Government, the backbone of the social system organized into a state, acquired new meanings.
Therefore, we didn’t aim only at describing and explaining certain principles exhibited at the level of
the juridical and administrative realities, but especially how they are implemented in the Romanian
system. Thus, we partially tackle the ways in which the present administrative activity of the
Romanian state could be improved.
Even if Kelsen argued that “the State is not the entire juridical order: neither the pre-state juridical
order of primitive societies, nor the supra-state or inter-state international juridical order, represent a
State”1, in all the countries and in all the cultures, people refer to knowledge and traditions regarding
the state: what it is, what it does and what it should be2.
Stemming from liberalism, the idea of the rule of law became a formal principle which designated the
totality of the procedures for generating law. Thus, even though for Kelsen the rule of law is a
pleonasm, any law is law of the state, and any state is a state of law, it becomes a constraining order,
an order which justified the police state.

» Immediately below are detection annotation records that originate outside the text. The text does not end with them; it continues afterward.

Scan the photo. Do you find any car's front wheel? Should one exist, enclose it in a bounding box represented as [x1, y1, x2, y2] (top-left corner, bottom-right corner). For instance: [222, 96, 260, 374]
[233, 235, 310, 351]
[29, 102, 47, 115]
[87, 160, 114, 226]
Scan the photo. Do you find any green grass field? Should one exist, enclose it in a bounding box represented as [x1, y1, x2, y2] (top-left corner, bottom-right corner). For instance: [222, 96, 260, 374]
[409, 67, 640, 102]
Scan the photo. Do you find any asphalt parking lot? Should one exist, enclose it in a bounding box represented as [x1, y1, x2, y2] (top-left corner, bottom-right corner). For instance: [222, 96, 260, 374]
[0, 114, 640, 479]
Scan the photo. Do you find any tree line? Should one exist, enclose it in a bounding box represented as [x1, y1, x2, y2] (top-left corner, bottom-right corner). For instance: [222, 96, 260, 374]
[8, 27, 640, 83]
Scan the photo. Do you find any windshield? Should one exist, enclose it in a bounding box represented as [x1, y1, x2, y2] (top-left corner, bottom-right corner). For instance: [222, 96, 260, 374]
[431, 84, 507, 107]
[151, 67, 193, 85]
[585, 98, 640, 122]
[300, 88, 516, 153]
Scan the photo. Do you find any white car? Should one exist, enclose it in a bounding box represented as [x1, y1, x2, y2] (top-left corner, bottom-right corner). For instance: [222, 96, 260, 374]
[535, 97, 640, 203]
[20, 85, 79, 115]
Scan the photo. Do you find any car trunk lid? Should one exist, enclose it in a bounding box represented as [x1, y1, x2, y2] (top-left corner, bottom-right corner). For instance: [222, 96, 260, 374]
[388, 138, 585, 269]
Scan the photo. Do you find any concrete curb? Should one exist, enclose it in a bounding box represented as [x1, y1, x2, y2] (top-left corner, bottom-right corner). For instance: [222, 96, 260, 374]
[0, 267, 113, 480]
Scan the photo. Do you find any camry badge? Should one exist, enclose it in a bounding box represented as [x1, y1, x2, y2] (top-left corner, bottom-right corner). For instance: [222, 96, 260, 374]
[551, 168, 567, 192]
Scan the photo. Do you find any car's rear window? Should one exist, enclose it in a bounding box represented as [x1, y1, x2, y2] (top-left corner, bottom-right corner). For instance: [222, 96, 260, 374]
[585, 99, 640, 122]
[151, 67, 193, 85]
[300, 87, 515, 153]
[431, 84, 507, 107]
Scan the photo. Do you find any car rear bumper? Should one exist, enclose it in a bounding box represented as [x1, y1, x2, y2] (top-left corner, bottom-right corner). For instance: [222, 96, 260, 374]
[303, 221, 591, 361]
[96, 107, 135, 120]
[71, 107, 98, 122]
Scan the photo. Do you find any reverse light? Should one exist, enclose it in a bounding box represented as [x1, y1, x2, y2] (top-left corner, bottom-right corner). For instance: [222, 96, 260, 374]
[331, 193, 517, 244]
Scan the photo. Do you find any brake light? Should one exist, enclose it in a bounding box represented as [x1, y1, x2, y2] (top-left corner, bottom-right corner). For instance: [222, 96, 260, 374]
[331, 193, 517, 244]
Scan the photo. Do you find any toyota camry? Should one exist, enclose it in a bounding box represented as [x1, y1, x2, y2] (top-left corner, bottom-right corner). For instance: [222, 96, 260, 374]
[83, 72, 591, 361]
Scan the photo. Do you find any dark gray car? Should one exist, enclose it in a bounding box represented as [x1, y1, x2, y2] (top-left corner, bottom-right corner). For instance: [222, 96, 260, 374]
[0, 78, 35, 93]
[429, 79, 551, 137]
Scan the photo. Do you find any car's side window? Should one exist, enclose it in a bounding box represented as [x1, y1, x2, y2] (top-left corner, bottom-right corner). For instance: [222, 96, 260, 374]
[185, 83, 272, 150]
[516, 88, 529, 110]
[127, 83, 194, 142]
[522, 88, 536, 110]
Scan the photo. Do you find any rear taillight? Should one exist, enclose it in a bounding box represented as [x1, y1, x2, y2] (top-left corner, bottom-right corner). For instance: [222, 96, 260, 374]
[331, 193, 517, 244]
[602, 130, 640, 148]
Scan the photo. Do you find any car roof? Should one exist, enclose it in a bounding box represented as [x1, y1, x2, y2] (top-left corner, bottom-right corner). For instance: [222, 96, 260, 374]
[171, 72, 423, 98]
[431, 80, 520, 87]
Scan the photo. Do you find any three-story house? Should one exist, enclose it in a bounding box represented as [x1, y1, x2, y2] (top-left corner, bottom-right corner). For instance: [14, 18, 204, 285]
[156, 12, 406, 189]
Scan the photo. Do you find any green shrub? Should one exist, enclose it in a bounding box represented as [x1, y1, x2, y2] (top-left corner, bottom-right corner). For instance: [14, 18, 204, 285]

However, the juridical literature constantly emphasized that the notion of the Rule of law has its own
universal dimension, as it was expressly attested in many international and European documents. The
existence of the rule of the law essentially depends on the national realities, those which contributed to
1 Hans Kelsen, Theorie pure du droit, Bruylant, L.G.D.J., 1999, p. 281.
2 Murray Edelman, Politica şi utilizarea simbolurilor, Polirom, Bucureşti, 1999, p. 11.